Desprezo pela Constituição

 Para o ministro, é fato inquestionável que “a inércia estatal em tornar efetivas as imposições constitucionais traduz inaceitável gesto de desprezo pela Constituição e configura comportamento que revela um incompreensível sentimento de desapreço pela autoridade, pelo valor e pelo alto significado de que se reveste a Constituição da República”.
 
 “Nada mais nocivo, perigoso e ilegítimo do que elaborar uma Constituição, sem a vontade de fazê-la cumprir integralmente, ou, então, de apenas executá-la com o propósito subalterno de torná-la aplicável somente nos pontos que se mostrarem convenientes aos desígnios dos governantes, em detrimento dos interesses maiores dos cidadãos”, disse.
 
 Por fim, o ministro Celso de Mello destacou que, ao corrigir a omissão inconstitucional por parte do Estado, o Supremo não pode ser considerado “anômalo legislador”, pois, ao “suprir lacunas normativas provocadas por injustificável inércia do Estado, esta Suprema Corte nada mais faz senão desempenhar o papel que lhe foi outorgado pela própria Constituição da República, valendo-se, para tanto, de instrumento que, concebido pela Assembleia Nacional Constituinte, foi por ela instituído com a finalidade de impedir que a inércia governamental, como a que se registra no caso ora em exame, culminasse por degradar a autoridade e a supremacia da Lei Fundamental”.

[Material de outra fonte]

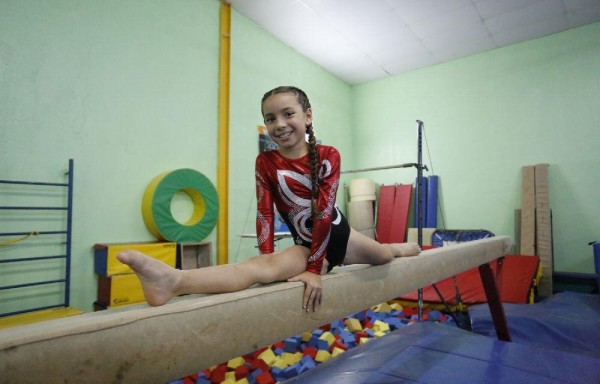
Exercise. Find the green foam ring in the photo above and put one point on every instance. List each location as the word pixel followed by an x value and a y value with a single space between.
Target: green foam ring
pixel 156 206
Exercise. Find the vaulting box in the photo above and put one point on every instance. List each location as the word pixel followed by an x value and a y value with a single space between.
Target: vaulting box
pixel 106 263
pixel 118 290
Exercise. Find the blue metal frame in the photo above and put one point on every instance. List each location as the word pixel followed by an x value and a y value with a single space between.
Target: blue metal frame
pixel 67 256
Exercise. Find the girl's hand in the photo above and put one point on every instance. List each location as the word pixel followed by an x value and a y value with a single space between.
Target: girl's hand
pixel 312 290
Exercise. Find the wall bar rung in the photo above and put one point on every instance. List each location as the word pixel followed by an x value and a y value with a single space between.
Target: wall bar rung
pixel 36 233
pixel 29 310
pixel 33 183
pixel 32 284
pixel 33 258
pixel 36 208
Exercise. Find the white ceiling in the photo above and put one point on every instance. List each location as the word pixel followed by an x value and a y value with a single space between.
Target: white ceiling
pixel 364 40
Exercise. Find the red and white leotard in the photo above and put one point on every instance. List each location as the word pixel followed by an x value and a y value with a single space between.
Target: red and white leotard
pixel 286 184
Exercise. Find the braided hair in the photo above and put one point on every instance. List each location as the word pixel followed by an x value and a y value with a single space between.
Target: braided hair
pixel 312 141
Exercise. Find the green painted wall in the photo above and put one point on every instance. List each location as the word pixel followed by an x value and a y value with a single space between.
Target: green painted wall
pixel 128 89
pixel 485 117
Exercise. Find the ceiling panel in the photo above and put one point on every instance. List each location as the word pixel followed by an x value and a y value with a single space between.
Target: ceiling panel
pixel 365 40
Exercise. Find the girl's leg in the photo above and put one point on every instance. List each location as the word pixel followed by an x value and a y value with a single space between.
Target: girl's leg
pixel 161 282
pixel 364 250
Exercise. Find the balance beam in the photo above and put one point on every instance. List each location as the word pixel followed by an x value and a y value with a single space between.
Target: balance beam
pixel 141 344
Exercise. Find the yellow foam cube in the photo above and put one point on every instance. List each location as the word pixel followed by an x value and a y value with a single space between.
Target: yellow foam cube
pixel 337 351
pixel 118 290
pixel 327 336
pixel 268 356
pixel 105 256
pixel 322 356
pixel 291 358
pixel 234 363
pixel 383 307
pixel 306 336
pixel 381 326
pixel 353 325
pixel 280 363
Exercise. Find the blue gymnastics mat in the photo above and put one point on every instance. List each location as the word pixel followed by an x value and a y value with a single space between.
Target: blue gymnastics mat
pixel 568 321
pixel 428 352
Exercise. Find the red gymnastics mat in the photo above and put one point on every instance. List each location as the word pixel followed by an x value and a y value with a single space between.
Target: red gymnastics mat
pixel 516 283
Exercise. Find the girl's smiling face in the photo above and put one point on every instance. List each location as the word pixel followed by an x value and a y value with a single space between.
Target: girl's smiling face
pixel 286 123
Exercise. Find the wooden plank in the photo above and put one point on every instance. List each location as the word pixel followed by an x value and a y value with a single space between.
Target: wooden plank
pixel 142 344
pixel 543 225
pixel 528 211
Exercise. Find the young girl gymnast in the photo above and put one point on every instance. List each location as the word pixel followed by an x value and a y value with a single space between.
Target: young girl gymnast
pixel 300 178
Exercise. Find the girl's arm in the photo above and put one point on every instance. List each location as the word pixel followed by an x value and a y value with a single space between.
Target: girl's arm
pixel 330 171
pixel 265 216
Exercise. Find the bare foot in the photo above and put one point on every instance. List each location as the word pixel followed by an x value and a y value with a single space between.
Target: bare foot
pixel 159 280
pixel 405 249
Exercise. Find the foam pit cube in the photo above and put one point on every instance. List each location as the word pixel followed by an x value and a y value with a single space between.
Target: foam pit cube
pixel 291 358
pixel 353 325
pixel 291 345
pixel 323 356
pixel 328 337
pixel 268 356
pixel 236 362
pixel 337 351
pixel 381 326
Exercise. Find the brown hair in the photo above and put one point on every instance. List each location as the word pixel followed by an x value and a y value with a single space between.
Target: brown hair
pixel 312 140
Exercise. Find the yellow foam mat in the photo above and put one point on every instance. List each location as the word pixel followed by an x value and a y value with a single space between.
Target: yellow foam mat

Notícia (Boletim Coordenadoria Juridica Aposentadoria Especial)
No dia 15/4/2009, o Pleno do STF fez julgamentos sucessivos de 18 processos de Mandado de Injunção impetrados por servidores públicos estatutários, reconhecendo a omissão dos Poderes Legislativo e Executivo em regulamentar o benefício da aposentadoria especial previsto no §4º do artigo 40 da Constituição Federal. O Pleno do STF determinou a aplicação da lei privada, concedendo aos autores das referidas ações mandamentais o direito à aposentadoria especial nas mesmas regras de concessão aos trabalhadores celetistas, definindo também a prerrogativa dos ministros relatores julgarem monocraticamente (sem necessidade de julgamento pelo Pleno do Tribunal) eventuais Mandados de Injunção existentes nas mesmas condições.
Segundo entendimento do STF, os pedidos de aposentadoria especial devem ser analisados caso a caso. O impetrante deve provar que cumpre os requisitos previstos no artigo 57, §1º, da Lei 8.213/91, consistente em ter trabalhado 15, 20 ou 25 anos em atividade insalubre de forma não intermitente, ou seja, provar que todo o tempo em caráter habitual e permanente esteve exposto aos agentes nocivos físicos, químicos ou biológicos, acima dos limites de tolerância.

Diz o artigo 57 da Lei 8.213/91:
“A aposentadoria especial será devida, uma vez cumprida a carência exigida nesta lei, ao segurado que tiver trabalhado sujeito a condições especiais que prejudiquem a saúde ou a integridade física, durante 15, 20 ou 25 anos, conforme dispuser a lei”. §1º A aposentadoria especial, observado o disposto no art. 33 desta Lei, consistirá numa renda mensal equivalente a 100% do salário benefício”.